Al margen del ejercicio de responsabilidad que suponía la transmisión únicamente de hechos ciertos y la abstención de realizar elucubraciones sobre el posible futuro empleo del material en proceso de adquisición, lo cierto es que el agregado parecía disponer de relativamente pocas fuentes de información más allá de sus contactos o amistades.
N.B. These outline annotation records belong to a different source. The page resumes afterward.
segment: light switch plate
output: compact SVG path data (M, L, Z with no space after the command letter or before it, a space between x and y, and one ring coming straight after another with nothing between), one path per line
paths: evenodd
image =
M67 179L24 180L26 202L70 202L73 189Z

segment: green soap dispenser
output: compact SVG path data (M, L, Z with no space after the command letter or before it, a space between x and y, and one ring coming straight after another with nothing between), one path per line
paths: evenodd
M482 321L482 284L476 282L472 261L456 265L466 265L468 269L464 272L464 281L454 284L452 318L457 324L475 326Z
La inexistencia de publicaciones oficiales análogas a las editadas en Europa –anuarios, revistas y periódicos castrenses– le impedía acercarse al sentir general de la oficialidad y sólo podía aproximarse a la organización del Ejército y el Ministerio gracias al hecho de que «hasta hace pocos años hubo en este ejército oficiales extranjeros que, después de cumplido su compromiso, escribieron y publicaron algunos folletos», obteniendo luego los detalles preguntando a «unos y otros»9; pero con cuidado de hacerlo sin demasiado descaro, porque «el personal de estos centros mira con recelo al que se muestra muy solícito en pedir noticias»10.
Los manuscritos, para los que los naturales «emplean los innumerables caracteres fonético e ideológicos del chino»11, resultaban indescifrables para este ingeniero, que se quejaba amargamente y con frecuencia de la dificultad de adquirir cualquier detalle por medios impresos, dada la imposibilidad de su lectura consecuencia de la «complicadísima escritura, que ni siquiera proporciona el consuelo de entender las cifras» y por no disponer de un «intérprete ilustrado y algo familiarizado con el tecnicismo militar»12.
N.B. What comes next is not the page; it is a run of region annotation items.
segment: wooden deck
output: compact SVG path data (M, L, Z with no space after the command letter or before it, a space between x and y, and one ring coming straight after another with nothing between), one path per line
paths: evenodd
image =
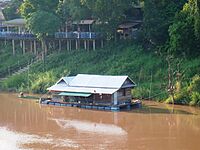
M84 109L96 109L96 110L107 110L107 111L119 111L123 109L131 109L132 107L140 107L141 103L124 103L119 105L99 104L99 103L76 103L76 102L56 102L50 99L40 100L40 104L54 105L54 106L67 106L67 107L78 107Z

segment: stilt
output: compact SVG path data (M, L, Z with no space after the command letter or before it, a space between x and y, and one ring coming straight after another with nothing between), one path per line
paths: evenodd
M76 50L78 49L78 40L76 40Z
M12 46L13 46L13 55L15 55L15 40L12 40Z
M93 50L94 51L96 50L96 42L95 42L95 40L93 40Z
M72 40L69 41L69 49L72 50Z
M30 41L30 49L31 49L31 53L33 53L33 42Z
M84 40L84 49L87 50L87 41Z
M69 40L67 40L67 50L69 51L70 48L69 48Z
M22 41L22 45L23 45L23 55L26 53L26 43L25 43L25 41L23 40Z
M103 43L103 40L101 40L101 48L103 48L104 46L104 43Z
M59 51L61 51L61 48L62 48L61 40L58 40L58 46L59 46Z
M19 41L20 48L23 48L22 40Z
M88 47L88 50L90 50L90 41L87 40L87 47Z
M33 41L33 49L34 49L34 55L37 55L37 43L36 43L36 40Z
Estas limitaciones, sin embargo, no impidieron que reparase rápidamente en el elevado aumento de los presupuestos proyectados para las Fuerzas Armadas para el periodo 1895-190613. No era la primera vez que aportaba datos a este respecto e incluso había publicado un breve artículo en el Memorial de Ingenieros al respecto, titulado Aumento de las fuerzas de mar y tierra del Japón (Cólogan, 1897: 261-266). Pero casi todo lo que se había comunicado previamente había sido deducido de datos recolectados de «oído», participando sólo informes seguros en cuanto a la localización de los cuarteles generales de las divisiones y brigadas –existentes y de nuevo cuño– y los proyectos de construcción de cuarteles de tropas, asunto no baladí, pues la edificación de hasta una veintena de cuarteles regimentales en distintas localidades debía dar buena prueba de «la expansión de que se trata[ba] de dar a este Ejército»14.
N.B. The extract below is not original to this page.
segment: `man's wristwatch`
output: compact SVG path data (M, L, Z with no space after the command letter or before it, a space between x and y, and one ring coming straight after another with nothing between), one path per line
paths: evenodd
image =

Pero a partir de 1897, envió a Madrid una descripción de la futura estructura de la organización castrense, detalló las reservas de guerra del Ejército y advirtió que se iba a duplicar el tamaño de la fuerza en pie de paz, pasando rápidamente de sesenta y cinco mil efectivos a ciento treinta mil15. En concreto, el contingente terrestre en activo pasaría en los tres años que restaban para finalizar el siglo a componerse de trece divisiones idénticas, con cuatro regimientos de Infantería cada una –de tres batallones de cuatro compañías–, un regimiento de Caballería –compuesto, a su vez, de cinco escuadrones– y otro de Artillería –con dos grupos de tres baterías de campaña y otro de montaña–, fuerzas que serían acompañadas por un batallón suelto de Ingenieros y otro batallón del tren logístico –ambos de tres compañías–16.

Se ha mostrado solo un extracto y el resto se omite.